Sermon peut-être un peu hérétique, mais allez savoir s'il ne dit pas vrai

Il a eu une étrange fin de vie, Jésus que l'on dit de Nazareth.

D'abord il a été crucifié, ce qui n'est pas banal, et, qui s'ajoute, dans son cas, à d'importantes tortures préliminaires plus pour ce qu'il représentait en tant qu'élément subversif pour les pouvoirs établis que pour ce qu'il disait. Une fois mis au tombeau, il en a disparu, le lendemain, laissant ses proches un peu perdus, perplexes et même incrédules.
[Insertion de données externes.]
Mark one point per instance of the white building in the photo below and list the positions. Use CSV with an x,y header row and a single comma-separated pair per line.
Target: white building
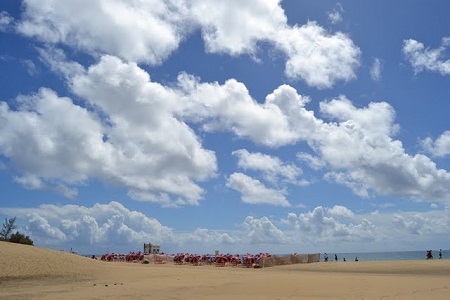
x,y
151,248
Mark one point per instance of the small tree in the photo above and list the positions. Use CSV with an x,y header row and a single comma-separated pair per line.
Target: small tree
x,y
7,229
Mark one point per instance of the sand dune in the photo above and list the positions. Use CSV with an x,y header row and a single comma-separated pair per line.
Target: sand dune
x,y
32,272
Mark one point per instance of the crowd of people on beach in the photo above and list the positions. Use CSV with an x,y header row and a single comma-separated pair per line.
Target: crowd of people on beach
x,y
130,257
430,254
249,260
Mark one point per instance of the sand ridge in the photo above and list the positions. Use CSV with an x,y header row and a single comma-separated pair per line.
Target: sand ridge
x,y
70,276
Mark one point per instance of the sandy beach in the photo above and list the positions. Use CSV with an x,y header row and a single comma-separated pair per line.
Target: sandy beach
x,y
29,272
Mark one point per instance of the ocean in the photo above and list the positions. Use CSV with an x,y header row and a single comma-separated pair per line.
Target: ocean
x,y
400,255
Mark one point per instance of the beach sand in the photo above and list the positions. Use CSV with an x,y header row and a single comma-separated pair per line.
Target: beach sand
x,y
30,272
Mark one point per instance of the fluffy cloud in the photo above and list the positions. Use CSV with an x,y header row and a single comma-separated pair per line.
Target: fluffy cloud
x,y
335,16
375,70
112,226
235,27
318,58
272,167
156,29
280,120
426,59
124,141
255,192
439,147
5,20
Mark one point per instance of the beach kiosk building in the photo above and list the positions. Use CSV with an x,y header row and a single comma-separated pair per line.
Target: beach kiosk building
x,y
151,248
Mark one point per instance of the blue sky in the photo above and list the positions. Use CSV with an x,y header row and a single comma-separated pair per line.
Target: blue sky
x,y
238,126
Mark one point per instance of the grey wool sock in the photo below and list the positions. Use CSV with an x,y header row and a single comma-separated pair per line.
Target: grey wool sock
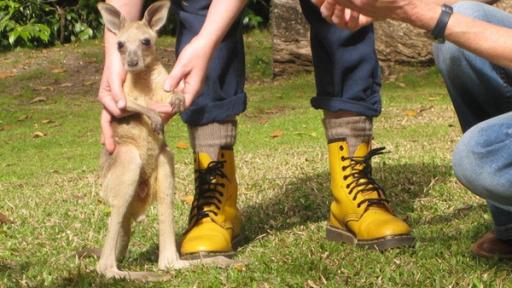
x,y
356,129
211,137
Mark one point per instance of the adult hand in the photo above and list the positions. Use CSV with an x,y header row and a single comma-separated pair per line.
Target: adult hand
x,y
187,75
111,95
342,17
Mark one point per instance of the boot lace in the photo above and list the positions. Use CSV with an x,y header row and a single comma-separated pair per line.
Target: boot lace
x,y
362,181
207,197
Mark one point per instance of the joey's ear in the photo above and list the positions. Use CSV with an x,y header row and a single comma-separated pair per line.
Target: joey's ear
x,y
113,19
156,14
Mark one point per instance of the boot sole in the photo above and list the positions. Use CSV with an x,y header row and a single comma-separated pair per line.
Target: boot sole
x,y
340,235
236,242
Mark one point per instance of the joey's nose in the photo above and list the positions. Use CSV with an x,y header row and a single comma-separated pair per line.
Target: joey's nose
x,y
133,62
Etait-il vraiment mort quand on l'a mis au tombeau? Après ce qu'il avait subi, on doute pourtant qu'il s'en soit allé tout seul, prenant soin de plier les linges qui l'entouraient avant de partir (Jn, 20, 6-7). D'autres que ses proches sont-ils intervenus, ayant constaté qu'il n'était pas vraiment mort, pour le conduire vers un médecin et lui permettre de survivre, ces hommes-là bravant peut-être la règle du shabbat? Et puis, nous dit-on, le tombeau était gardé (Mt, 27, 62 et suiv.). Ont-ils soudoyé les gardes? Qui cela pouvait-il être? Des notables juifs qui s'étaient opposés à la condamnation de Jésus ou un commando romain payé par l'épouse de Ponce-Pilate, qui était favorable à Jésus?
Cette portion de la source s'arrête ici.